How long have you worked at Bell Media?
JG: I have been with Bell Media for 7 years and in the radio industry for over 35. Most of that time I was known as Sheila Gardner. I started my transition shortly after being hired at Bell Media in 2011. It’s now been 6 years since I came out as a trans man.
Can you tell me about the beginning stages of your transition?
JG: Going into the meeting where I told my manager about my transition, I feared the worst. To my knowledge, no one at Bell Media had gone through this before – there was no blueprint. I worried I might lose my job.
Thankfully, my situation was met with acceptance. My manager was familiar with transgender people and worked with me to figure out next steps.
One of DAITT’s goals is to eliminate the uncertainty that other transitioning employees at Bell might feel by providing a place to talk. It’s important to know that there are other team members who have gone through the same experience and are here as a support.
What was your experience like at work when you decided to transition?
JG: Typically, people were really positive. After I told my manager, there was a team meeting to explain that I was coming back as James, which allowed everyone to ask questions and have an open dialogue about the transitioning process.
The only big adjustment for the team has been using the correct pronouns, but those things take time. Overall, it was a smooth transition. Now, 6 years later, people just see me as James.
What sort of resources were available to you at work to assist you in transitioning?
JG: Honestly, there weren’t many resources in place when I transitioned. There was a general awareness, but no blueprint. Thankfully, we now have a range of resources, including Bell’s LGBT network, gender transition guidelines and support for leaders who have a team member who is transitioning. We are constantly adapting and adding more support.

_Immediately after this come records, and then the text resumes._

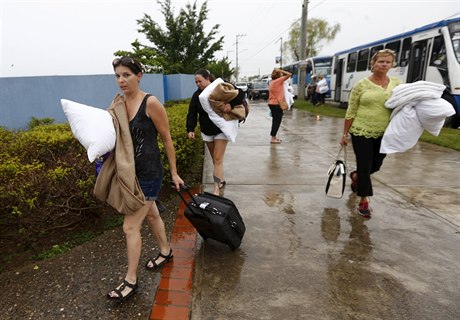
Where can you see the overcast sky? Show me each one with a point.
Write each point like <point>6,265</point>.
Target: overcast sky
<point>65,37</point>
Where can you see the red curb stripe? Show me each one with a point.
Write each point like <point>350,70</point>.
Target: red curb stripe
<point>173,299</point>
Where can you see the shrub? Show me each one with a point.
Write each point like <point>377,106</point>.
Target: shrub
<point>46,183</point>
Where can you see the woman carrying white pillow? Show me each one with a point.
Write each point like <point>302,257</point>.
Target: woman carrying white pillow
<point>147,119</point>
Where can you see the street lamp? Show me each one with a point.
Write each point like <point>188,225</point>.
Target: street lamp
<point>236,68</point>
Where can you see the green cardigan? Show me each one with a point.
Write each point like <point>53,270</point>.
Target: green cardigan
<point>366,107</point>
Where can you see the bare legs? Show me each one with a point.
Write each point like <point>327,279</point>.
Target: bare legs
<point>158,229</point>
<point>217,150</point>
<point>132,228</point>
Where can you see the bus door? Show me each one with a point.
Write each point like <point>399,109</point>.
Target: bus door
<point>418,61</point>
<point>338,80</point>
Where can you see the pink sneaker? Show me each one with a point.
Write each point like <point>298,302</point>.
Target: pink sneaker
<point>364,209</point>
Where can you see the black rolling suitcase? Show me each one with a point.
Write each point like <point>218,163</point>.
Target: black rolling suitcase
<point>215,217</point>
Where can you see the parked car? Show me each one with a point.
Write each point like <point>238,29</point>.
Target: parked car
<point>242,85</point>
<point>258,90</point>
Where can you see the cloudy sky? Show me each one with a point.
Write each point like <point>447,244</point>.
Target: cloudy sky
<point>74,37</point>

Based on your experience, what do you think Bell Media can do to make transitioning a smoother experience for its employees?
JG: It’s great that we have DAITT and the Bell LGBT network to provide additional support for transitioning team members. Organizations should have more programs and committees like these to ensure the workplace is a safe place for transgender people.

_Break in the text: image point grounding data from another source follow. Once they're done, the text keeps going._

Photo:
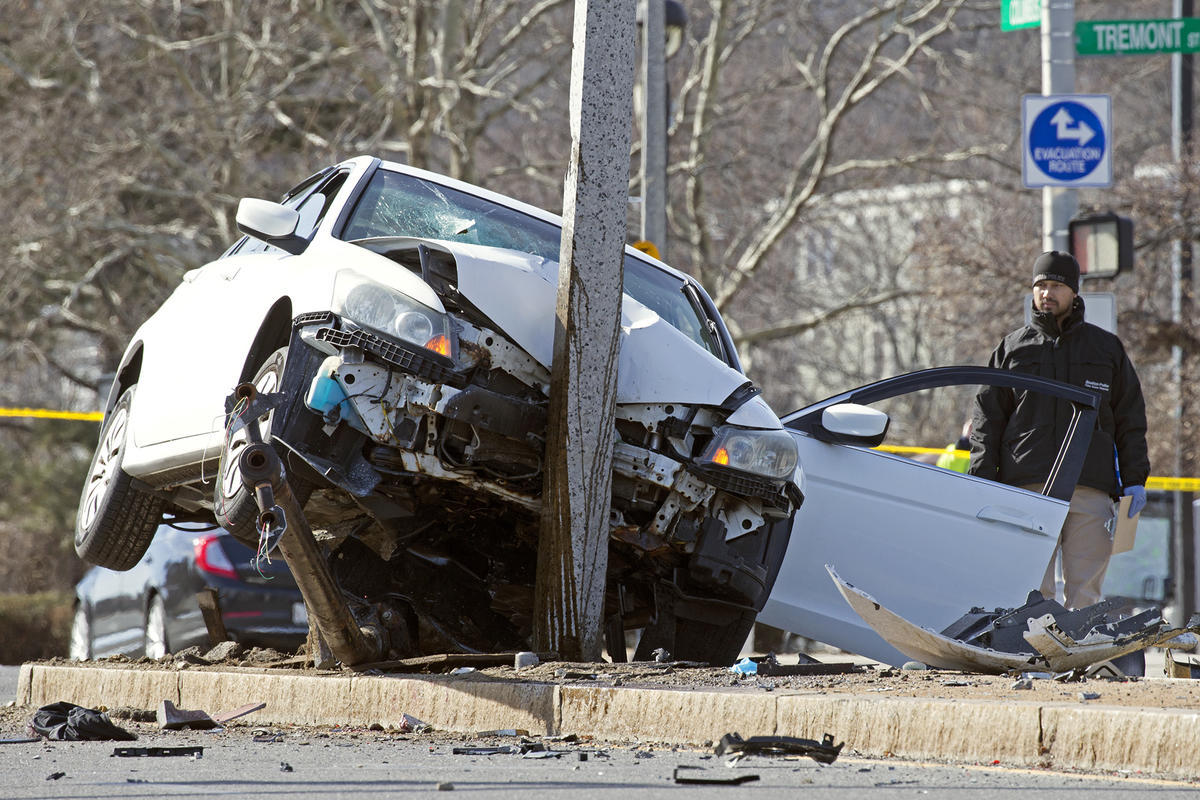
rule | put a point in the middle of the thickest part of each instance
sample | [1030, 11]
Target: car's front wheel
[156, 644]
[234, 505]
[81, 635]
[115, 521]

We also need to directly ask people who are transitioning how they want to be supported – it sounds so simple, but sometimes gets forgotten. Each of us can make a difference individually. I want people at Bell to know that I am here to support them.
Do you have any advice to those wanting to transition?
JG: I would say move at your own pace. Start talking with a friend or approach someone in the workplace that you think might be supportive. Start the conversation.
What was the most positive thing to come out of your experience transitioning while working at Bell Media?
JG: The most positive thing was the acceptance, the overall inclusion and support, and general openness of Bell team members. They all had a willingness to learn!
Being open to changing policies, launching internal committees and encouraging open conversation have really led to progress internally. We have come a long way, but there is still room for further development. I hope Bell and other organizations continue to step forward and take a leadership role in championing the rights of their trans team members.